Le synopsis dévoile une histoire assez simple : « Alfonso est un vieux paysan qui revient au pays pour se porter au chevet de son fils malade. Il retrouve son ancienne maison, où vivent encore celle qui fut sa femme, sa belle-fille et son petit-fils. Il découvre un paysage apocalyptique. Le foyer est cerné par d’immenses plantations de cannes à sucre dont l’exploitation provoque une pluie de cendres continue. 17 ans après avoir abandonné les siens, Alfonso va tenter de retrouver sa place et de sauver sa famille. » Les amateurs de récits mouvementés et complexes seront déçus. L’histoire ici, même mêlée à une évocation sociale de la solidarité des peones coupeurs de cannes à sucre, reste assez ténue et ne fait pas l’intérêt du film.

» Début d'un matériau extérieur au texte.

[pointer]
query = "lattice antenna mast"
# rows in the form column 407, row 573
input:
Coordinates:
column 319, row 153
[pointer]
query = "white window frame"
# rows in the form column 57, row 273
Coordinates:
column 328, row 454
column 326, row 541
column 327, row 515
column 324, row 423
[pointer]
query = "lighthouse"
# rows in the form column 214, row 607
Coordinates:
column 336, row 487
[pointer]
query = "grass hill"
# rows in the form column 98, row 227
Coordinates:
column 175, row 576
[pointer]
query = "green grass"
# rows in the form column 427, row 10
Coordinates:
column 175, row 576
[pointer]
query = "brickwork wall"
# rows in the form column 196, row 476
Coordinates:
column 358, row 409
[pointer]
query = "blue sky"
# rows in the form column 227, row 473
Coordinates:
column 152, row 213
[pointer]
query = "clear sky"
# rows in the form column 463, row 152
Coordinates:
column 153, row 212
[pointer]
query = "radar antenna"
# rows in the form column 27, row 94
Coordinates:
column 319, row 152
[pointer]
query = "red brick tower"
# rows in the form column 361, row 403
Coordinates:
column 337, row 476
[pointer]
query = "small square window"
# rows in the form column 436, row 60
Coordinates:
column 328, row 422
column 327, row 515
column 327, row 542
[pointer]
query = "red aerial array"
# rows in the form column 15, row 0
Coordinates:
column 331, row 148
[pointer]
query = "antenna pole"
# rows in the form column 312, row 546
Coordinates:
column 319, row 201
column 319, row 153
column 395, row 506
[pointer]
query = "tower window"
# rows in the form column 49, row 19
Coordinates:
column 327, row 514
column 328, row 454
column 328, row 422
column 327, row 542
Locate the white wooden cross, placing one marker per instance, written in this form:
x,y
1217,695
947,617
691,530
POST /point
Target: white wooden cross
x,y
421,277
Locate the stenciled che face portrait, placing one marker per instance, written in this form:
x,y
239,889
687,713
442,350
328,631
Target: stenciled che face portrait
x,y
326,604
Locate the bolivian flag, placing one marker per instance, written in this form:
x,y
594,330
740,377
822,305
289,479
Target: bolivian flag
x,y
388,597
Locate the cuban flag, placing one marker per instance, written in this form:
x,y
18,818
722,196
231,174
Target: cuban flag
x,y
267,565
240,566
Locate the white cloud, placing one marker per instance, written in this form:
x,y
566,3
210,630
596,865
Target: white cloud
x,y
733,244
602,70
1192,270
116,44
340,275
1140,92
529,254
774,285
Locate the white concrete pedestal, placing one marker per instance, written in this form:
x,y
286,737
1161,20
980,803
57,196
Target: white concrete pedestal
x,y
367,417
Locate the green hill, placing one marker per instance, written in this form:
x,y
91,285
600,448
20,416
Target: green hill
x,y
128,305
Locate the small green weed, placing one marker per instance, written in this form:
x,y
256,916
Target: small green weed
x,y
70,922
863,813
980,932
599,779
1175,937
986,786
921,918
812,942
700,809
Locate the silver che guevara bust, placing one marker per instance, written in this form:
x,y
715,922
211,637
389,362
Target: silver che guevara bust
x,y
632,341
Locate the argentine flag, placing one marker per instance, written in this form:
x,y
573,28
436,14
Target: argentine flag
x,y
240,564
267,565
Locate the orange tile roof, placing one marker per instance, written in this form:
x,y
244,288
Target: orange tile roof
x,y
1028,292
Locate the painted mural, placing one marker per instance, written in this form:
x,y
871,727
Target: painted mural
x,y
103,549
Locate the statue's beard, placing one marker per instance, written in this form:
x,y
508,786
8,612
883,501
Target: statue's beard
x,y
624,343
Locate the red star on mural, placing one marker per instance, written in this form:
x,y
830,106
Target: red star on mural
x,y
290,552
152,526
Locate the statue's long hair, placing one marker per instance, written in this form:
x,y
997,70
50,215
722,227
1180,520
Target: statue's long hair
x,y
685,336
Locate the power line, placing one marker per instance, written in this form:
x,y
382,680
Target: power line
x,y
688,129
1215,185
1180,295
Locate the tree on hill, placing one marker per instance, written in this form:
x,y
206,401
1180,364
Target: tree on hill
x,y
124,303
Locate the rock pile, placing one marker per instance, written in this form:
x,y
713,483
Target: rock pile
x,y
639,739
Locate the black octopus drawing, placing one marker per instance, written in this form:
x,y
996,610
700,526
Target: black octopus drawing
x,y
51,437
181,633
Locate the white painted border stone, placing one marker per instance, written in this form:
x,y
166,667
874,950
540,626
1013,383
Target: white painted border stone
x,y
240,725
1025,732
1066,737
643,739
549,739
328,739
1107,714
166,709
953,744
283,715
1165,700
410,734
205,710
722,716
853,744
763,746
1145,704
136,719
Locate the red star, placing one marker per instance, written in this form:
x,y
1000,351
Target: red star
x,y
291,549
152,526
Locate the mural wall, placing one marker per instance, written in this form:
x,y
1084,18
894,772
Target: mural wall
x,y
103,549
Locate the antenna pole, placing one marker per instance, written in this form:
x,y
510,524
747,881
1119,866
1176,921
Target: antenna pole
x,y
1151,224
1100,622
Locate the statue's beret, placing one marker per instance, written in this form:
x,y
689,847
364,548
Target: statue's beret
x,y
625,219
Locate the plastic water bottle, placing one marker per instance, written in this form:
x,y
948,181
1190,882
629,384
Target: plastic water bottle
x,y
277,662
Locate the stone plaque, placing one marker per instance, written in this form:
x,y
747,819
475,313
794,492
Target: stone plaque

La beauté de celui-ci réside dans la qualité des images, du cadrage et de la photographie.

Le premier plan relève de ce cinéma de la lenteur dont je parlais hier à propos du Tràs os Montes d’Antonio Reis et Margarida Cordeiro : une route de terre, entourée de deux plantations de cannes à sucre ; un homme apparaît au loin, descendant la route ; il est suivi par un lourd camion qui dégage un nuage de poussière ; l’homme se met sur le côté de la route, enlève son chapeau pour protéger son visage ; le camion passe ; la poussière envahi l’écran, se dissipe ; l’homme reprend son chemin, avance vers nous, sort du champ. Parcours inverse de ce père quittant sa fille à dos d’âne dans le film de Reis et Cordeiro. Durée probablement identique, vers les deux minutes. Vous voilà averti que vous êtes dans un film fort, où ce qui prime est la volonté d’écriture.

Autre beau plan, en travelling. Le grand-père, sous un arbre de pluie, apprend à son petit-films à reconnaître et à imiter le chant des oiseaux. Travelling de gauche à droite. Le grand-père avance, suivi de son petit-fils. Celui-ci trainasse, sort du champ. Le grand père continue à s’avancer. La caméra le suit, se fixe. Le petit mulâtre rentre dans le champ. Dit comme cela, cela paraît très simple. A l’écran, c’est simplement beau.

Superbe plan séquence. Le grand-père est assis dans un bar et évoque son chagrin en chantant une chanson d’amour amer. Il se lève, se déplace vers la droite, la caméra le suit. Il sort, traverse la route et se perd dans la plantation de cannes. Un chien traverse la route. Simple, poignant.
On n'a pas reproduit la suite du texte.